Quantitative easing is easy if the ECB wants it: ex-board member
LONDON (Reuters) - There is nothing to stop the European Central Bank from conducting full-scale quantitative easing like that used by the U.S. Federal Reserve and the bank has in the past discussed how it might work, former ECB board member Gonzalez-Paramo told Reuters on Thursday.
Jose Manuel Gonzalez-Paramo, who finished his term at the bank earlier this year, said that if the situation warranted it, the ECB was well within its mandate to buy bank and company bonds alongside sovereign debt to fend off the threat of long-term deflation.
The ECB has bought sovereign bonds as part of its efforts to calm the euro zone's debt crisis but has always steered clear of the sort of outright monetary boost to the economy given by the Fed or Bank of England.
That is partly due to long-held nerves in Germany that it could lead to a surge in inflation but also to the bank's wish to avoid any hint that it was inching toward effective funding of government borrowing.
"The ECB can do anything including QE," Gonzalez-Paramo, now back working as an academic in Spain, told Reuters in an interview in London.
He said that the bank could buy both commercial or private bank or company debt as well as sovereign bonds.

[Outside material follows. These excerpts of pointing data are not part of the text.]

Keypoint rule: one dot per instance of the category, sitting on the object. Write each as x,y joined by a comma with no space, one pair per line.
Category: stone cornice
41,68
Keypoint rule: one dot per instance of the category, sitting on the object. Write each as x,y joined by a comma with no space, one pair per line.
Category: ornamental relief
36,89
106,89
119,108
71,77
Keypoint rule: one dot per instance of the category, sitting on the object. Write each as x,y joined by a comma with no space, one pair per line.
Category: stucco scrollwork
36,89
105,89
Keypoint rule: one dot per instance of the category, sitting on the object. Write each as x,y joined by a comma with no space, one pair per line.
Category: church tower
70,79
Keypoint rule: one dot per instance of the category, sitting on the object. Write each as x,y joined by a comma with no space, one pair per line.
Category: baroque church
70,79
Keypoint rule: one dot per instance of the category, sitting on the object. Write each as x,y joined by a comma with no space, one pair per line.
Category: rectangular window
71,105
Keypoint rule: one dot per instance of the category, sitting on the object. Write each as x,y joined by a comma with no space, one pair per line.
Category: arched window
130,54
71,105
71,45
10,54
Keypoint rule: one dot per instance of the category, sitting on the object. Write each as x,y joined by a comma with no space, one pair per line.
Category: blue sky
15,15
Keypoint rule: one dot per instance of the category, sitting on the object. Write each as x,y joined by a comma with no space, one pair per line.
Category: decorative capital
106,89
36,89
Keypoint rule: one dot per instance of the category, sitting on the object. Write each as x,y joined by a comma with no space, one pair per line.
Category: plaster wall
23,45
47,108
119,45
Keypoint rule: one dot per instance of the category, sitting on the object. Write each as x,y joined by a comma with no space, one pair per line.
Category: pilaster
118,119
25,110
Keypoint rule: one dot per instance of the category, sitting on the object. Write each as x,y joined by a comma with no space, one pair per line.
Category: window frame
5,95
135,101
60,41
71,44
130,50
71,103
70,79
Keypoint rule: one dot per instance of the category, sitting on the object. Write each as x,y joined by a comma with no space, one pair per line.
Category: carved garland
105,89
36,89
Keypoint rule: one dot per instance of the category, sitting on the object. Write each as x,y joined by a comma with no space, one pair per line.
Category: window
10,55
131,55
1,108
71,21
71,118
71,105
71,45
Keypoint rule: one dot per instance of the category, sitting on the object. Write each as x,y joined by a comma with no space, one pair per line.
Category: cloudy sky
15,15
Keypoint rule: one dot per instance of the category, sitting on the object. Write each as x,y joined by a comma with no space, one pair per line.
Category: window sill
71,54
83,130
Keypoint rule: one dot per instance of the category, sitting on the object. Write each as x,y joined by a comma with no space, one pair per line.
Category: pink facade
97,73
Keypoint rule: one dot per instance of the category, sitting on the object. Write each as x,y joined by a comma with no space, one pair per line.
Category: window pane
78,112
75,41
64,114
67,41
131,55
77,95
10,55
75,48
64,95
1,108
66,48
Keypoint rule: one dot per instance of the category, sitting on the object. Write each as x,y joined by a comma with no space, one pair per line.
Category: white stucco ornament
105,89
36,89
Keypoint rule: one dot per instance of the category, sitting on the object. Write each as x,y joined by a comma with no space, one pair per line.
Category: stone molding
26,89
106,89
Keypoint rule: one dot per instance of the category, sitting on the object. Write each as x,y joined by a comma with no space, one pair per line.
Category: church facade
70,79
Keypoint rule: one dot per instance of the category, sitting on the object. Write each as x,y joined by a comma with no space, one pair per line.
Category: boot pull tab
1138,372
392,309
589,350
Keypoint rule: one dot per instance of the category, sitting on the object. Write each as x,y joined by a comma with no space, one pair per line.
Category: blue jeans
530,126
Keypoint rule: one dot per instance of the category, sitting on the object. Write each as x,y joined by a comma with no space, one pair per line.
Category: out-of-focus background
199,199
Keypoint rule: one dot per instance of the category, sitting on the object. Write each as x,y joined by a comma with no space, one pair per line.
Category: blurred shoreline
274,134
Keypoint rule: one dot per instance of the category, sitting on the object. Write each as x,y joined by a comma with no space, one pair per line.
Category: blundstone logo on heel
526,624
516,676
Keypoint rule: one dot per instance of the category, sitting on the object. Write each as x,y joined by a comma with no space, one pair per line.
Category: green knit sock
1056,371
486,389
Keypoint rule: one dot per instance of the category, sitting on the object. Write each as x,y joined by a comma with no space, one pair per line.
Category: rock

"You could manage with a basket of bonds," he said. "QE is QE. You simply buy massive amounts of paper.
Asked if the possibility of quantitative easing had been discussed by ECB policymakers in the past, Gonzalez-Paramo said: "There was always a theoretical reflection. (...) How it would affect our balance sheet if we went into the buying market."
But he added that the bank's policymakers never got to the stage of drawing up firm plans on what it would buy if it decided it would go down that route.
"That would be going to a very technical level."